Bertolt Brecht · Carme Solé Vendrell
E passarono diretti a Sud, là dove il sole a mezzogiorno sta
Bertolt Brecht · Carme Solé Vendrell
La crociata dei bambini
La crociata dei bambini
Bertolt Brecht
La crociata dei bambini illustrazioni di Carme Solé Vendrell
traduzione di Daniela Almansi
In Polonia, nel Trentanove, ci fu un massacro cruento che ridusse città e villaggi in un grande deserto spento.

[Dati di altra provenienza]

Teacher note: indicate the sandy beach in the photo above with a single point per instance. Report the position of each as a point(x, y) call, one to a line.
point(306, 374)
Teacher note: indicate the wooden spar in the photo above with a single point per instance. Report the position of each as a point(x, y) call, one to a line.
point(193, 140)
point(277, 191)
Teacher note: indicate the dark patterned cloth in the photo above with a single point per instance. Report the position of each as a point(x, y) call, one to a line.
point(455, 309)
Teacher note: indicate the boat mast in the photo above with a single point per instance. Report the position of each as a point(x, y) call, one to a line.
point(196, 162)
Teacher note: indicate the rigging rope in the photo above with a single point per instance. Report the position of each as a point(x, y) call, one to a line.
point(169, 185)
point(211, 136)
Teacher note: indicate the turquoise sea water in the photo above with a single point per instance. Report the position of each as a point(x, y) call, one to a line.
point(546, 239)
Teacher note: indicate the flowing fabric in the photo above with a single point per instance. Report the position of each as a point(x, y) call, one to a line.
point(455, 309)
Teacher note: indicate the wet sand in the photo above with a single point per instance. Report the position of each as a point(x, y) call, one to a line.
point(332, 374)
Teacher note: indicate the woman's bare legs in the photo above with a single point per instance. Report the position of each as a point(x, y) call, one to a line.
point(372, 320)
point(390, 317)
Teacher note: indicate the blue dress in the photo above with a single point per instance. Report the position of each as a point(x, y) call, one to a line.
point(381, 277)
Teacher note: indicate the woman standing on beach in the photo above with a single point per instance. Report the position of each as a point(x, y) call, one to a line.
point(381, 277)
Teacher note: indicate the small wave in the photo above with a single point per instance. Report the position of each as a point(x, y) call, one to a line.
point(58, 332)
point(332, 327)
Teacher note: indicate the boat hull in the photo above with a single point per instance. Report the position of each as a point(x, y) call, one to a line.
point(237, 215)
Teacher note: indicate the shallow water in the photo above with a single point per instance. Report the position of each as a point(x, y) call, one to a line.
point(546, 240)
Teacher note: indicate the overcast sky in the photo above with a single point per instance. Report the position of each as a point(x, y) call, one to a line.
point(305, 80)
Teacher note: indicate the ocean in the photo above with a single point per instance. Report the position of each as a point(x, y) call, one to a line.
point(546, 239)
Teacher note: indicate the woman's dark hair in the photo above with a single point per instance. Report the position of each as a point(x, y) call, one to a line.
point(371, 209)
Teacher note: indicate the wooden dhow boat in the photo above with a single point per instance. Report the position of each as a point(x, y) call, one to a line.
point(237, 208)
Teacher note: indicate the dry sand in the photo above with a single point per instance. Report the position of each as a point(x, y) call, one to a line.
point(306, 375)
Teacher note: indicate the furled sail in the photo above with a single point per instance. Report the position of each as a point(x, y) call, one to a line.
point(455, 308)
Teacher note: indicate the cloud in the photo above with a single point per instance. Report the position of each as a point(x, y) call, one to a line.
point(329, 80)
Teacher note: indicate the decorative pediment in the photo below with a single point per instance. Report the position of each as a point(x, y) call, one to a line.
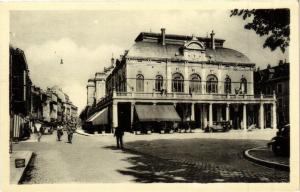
point(194, 50)
point(194, 44)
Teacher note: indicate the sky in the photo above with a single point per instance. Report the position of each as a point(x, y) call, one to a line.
point(86, 40)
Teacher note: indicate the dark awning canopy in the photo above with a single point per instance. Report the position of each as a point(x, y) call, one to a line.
point(99, 118)
point(156, 113)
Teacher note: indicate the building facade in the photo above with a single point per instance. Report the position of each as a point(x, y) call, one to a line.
point(29, 102)
point(276, 79)
point(203, 80)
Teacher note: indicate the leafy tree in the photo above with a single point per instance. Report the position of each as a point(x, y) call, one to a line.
point(274, 23)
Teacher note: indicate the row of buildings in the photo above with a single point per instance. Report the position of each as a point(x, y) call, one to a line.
point(29, 102)
point(166, 78)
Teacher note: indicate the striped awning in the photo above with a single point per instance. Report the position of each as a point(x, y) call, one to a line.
point(99, 118)
point(156, 113)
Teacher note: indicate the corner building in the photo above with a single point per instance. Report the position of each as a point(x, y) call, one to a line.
point(165, 76)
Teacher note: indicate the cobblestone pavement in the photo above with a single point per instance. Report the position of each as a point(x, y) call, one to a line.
point(96, 160)
point(150, 169)
point(84, 161)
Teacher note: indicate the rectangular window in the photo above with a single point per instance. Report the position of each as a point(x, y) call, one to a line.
point(279, 88)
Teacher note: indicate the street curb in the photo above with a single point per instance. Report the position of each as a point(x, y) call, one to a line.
point(270, 164)
point(93, 135)
point(26, 168)
point(20, 176)
point(81, 133)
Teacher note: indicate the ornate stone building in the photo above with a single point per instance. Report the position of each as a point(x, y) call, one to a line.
point(195, 78)
point(275, 79)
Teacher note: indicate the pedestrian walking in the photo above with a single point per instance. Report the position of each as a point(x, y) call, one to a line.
point(119, 133)
point(70, 130)
point(38, 128)
point(59, 131)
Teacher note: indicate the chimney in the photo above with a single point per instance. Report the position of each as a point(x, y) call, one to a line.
point(212, 39)
point(163, 36)
point(280, 62)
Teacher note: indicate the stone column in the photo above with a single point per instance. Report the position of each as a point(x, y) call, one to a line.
point(186, 79)
point(131, 114)
point(204, 115)
point(244, 116)
point(210, 115)
point(274, 116)
point(261, 116)
point(169, 79)
point(115, 114)
point(192, 112)
point(227, 112)
point(219, 113)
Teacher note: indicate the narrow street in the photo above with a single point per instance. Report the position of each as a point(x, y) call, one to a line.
point(85, 160)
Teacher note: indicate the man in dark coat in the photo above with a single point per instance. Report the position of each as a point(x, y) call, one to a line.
point(119, 133)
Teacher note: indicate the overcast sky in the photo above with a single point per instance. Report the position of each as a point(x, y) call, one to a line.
point(86, 40)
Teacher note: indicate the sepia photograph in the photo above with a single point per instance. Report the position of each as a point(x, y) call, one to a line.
point(129, 96)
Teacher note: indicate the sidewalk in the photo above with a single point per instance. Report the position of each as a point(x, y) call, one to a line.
point(17, 173)
point(82, 132)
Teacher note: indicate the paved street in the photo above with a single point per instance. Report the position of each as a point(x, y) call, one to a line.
point(146, 159)
point(86, 160)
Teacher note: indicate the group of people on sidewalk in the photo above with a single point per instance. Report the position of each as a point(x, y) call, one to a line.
point(39, 129)
point(70, 128)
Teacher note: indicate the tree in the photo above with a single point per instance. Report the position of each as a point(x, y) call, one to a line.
point(274, 23)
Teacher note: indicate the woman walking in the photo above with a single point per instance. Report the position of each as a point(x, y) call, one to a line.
point(59, 132)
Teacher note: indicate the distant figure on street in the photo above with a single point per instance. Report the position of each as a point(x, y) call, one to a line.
point(119, 133)
point(251, 127)
point(38, 129)
point(59, 131)
point(70, 131)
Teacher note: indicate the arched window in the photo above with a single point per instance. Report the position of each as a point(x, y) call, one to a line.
point(158, 83)
point(212, 84)
point(177, 83)
point(227, 85)
point(243, 87)
point(139, 83)
point(195, 83)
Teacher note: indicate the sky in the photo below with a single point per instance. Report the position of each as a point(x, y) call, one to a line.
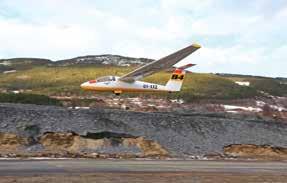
point(240, 37)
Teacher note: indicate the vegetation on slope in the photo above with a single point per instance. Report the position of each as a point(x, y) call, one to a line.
point(66, 81)
point(26, 98)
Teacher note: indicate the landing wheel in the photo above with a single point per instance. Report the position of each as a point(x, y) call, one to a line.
point(117, 93)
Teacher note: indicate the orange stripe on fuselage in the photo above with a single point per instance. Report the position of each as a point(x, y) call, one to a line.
point(91, 88)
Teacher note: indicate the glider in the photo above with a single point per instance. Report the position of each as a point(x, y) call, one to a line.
point(131, 81)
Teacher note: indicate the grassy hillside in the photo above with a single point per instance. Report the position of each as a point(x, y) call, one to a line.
point(66, 81)
point(26, 98)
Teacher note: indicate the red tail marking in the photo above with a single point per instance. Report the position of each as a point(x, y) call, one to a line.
point(92, 81)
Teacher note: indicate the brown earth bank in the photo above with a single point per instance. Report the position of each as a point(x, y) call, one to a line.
point(31, 130)
point(71, 145)
point(255, 151)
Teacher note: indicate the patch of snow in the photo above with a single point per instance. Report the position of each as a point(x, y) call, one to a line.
point(243, 83)
point(260, 103)
point(278, 108)
point(178, 101)
point(8, 72)
point(82, 107)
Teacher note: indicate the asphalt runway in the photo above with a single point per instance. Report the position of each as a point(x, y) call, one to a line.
point(74, 166)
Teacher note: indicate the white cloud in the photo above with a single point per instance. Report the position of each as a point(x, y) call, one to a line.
point(230, 36)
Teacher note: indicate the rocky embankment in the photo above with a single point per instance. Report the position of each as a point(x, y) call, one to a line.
point(33, 130)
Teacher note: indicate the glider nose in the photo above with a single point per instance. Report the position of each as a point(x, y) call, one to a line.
point(84, 85)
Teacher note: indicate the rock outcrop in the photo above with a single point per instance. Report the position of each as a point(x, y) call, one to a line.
point(175, 134)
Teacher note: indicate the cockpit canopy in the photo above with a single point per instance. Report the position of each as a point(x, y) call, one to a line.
point(106, 78)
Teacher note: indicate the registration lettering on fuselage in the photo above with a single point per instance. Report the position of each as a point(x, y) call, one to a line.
point(150, 86)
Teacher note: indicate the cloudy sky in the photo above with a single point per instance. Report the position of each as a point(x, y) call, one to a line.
point(246, 37)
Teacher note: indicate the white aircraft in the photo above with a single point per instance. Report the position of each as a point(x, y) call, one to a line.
point(130, 82)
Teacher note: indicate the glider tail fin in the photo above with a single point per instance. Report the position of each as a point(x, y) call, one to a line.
point(176, 80)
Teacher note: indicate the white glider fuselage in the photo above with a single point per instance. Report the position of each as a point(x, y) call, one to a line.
point(130, 82)
point(115, 85)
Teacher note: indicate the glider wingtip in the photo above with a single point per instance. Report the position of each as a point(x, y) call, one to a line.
point(196, 45)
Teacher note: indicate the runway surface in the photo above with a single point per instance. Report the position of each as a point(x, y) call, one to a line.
point(74, 166)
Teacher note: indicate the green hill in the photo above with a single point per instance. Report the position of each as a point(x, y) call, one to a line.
point(66, 80)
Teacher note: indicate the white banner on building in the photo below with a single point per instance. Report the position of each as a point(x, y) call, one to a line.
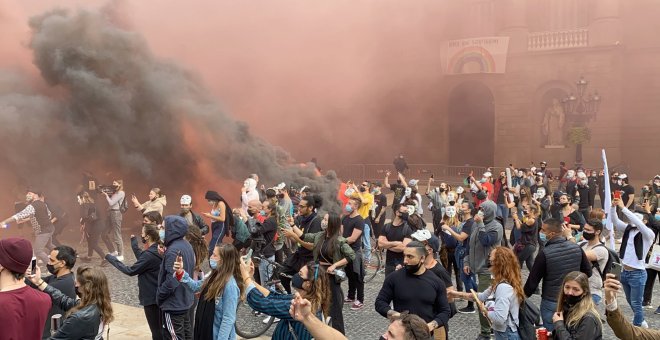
point(476, 55)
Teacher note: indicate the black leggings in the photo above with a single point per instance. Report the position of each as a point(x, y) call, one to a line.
point(152, 312)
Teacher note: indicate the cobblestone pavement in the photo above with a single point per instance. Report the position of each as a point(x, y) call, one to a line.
point(367, 323)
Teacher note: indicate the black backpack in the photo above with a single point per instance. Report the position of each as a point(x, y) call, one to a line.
point(611, 258)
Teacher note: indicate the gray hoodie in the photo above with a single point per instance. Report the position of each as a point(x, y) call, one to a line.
point(485, 236)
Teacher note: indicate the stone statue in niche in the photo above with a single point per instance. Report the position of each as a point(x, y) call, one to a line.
point(553, 124)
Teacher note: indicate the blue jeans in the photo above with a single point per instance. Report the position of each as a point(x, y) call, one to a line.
point(366, 242)
point(507, 335)
point(548, 309)
point(633, 282)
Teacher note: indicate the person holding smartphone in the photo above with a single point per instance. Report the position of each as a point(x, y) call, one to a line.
point(219, 293)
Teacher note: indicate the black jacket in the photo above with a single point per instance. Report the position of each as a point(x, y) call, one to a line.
point(146, 268)
point(172, 296)
point(558, 258)
point(83, 324)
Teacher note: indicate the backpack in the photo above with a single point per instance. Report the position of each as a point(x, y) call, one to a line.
point(611, 258)
point(123, 206)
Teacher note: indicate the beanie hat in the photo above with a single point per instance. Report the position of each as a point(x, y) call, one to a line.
point(15, 254)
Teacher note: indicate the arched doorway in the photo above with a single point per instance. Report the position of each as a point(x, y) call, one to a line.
point(471, 125)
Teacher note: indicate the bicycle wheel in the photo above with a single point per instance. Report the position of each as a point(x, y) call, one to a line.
point(250, 324)
point(372, 264)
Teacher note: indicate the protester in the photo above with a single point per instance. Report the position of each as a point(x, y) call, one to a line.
point(93, 228)
point(115, 217)
point(219, 293)
point(394, 238)
point(332, 252)
point(353, 224)
point(157, 202)
point(487, 234)
point(307, 221)
point(503, 297)
point(636, 242)
point(576, 316)
point(310, 282)
point(24, 310)
point(147, 268)
point(406, 326)
point(416, 290)
point(191, 216)
point(621, 327)
point(173, 298)
point(598, 254)
point(88, 316)
point(39, 216)
point(60, 262)
point(526, 246)
point(558, 258)
point(220, 216)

La sorella perse il fratello, la moglie al fronte perse il marito e il bambino, fra fuoco e macerie, i genitori aveva smarrito. Dalla Polonia non giunse più nulla: nessuna lettera, nessun giornale. Ma circolava una storia curiosa tra i Paesi d’Europa orientale. Mentre cadeva la neve a fiocchi, nelle città girava la voce di una crociata di bimbi polacchi, fuggiti insieme dall’incubo atroce. Trottava in giro la truppa affamata e un po’ per volta si univano tutti – tutti i bambini raccolti per strada, scappati dai tanti villaggi distrutti. Erano in fuga da quel macello, dal brutto sogno di orrore e di brace, per arrivare in un posto diverso, dove potessero vivere in pace.
E c’era anche un piccolo capo che li sosteneva, tenendoli a bada. Ma sul suo cuore pesava una pena: non conosceva, purtroppo, la strada.
Una undicenne si trascinava un piccolino, da mamma capace. Poteva dargli conforto ed affetto, ma non un posto per vivere in pace.
Un piccolo ebreo marciava nei ranghi con un grazioso colletto in velluto. Era cresciuto col pane bianco, ha resistito finché ha potuto. C’erano anche due fratellini. Diedero prova di gran strategia nel conquistare una vecchia cascina, finché la pioggia li cacciò via. Si aggiunse anche uno grigio, magrissimo, sempre impegnato a non mettersi in vista. Portava addosso una colpa tremenda: veniva da una missione nazista. C’era fra loro un musicista, in un negozio trovò un tamburo. Ma non poteva suonarlo: il fracasso li avrebbe messi nei guai di sicuro. C’era anche un cane, che fu catturato per macellarlo e saziare la fame. Ma quello invece mangiava con loro: chi c’ha il coraggio di uccidere un cane?
C’era una scuola, con un maestrino che urlava da farsi scoppiare il torace. Un’allieva, sul fianco distrutto di un panzer aveva imparato a scrivere “Pa…”
C’era un concerto su un freddo torrente. Il tamburino, davanti al raduno, poté suonare: tra rivoli e scrosci non lo sentiva, purtroppo, nessuno. Ci fu un amore: lui quindici anni, dodici lei. In fondo al cortile, ben al riparo da sguardi indiscreti, lo pettinava con mano gentile. Poi venne il freddo, mettendo fine a quell’amore dolcissimo e breve. L’albero in fiore non sopravvive alle tremende bufere di neve. Ci fu perfino una guerra, scoppiata contro i bambini di un’altra schiera. Ma pure quella durò ben poco: un vero senso a lottare non c’era. Con la battaglia che ancora impazzava intorno a un vecchio casello distrutto, gli altri si accorsero che le provviste erano proprio finite del tutto. E quando l’altra parte lo seppe, un combattente si mise in moto per portar loro un po’ di patate: non si combatte a stomaco vuoto. E ci fu pure un tribunale, da due candele illuminato. Tutta l’udienza fu molto penosa: infine il giudice fu condannato.
Poi ci fu anche la sepoltura di quello che aveva il colletto in velluto. Al funerale, due bimbi tedeschi e due polacchi gli han dato il saluto.
Così protestanti, cattolici e nazi lo consegnarono al suolo nativo. Un altro piccolo, un socialista, parlò del futuro di chi resta vivo.
C’era speranza e c’era la fede. Ma il pane? La carne? Facevano senza. Non disprezzateli, se derubavano chi non voleva dar loro accoglienza. Non disprezzatelo, il pover’uomo che non accolse quella cinquantina. In certi casi il buon cuore non basta: ci vuole tanta, ma tanta farina.
E passarono diretti a Sud, là dove il sole a mezzogiorno sta dritto su in cielo.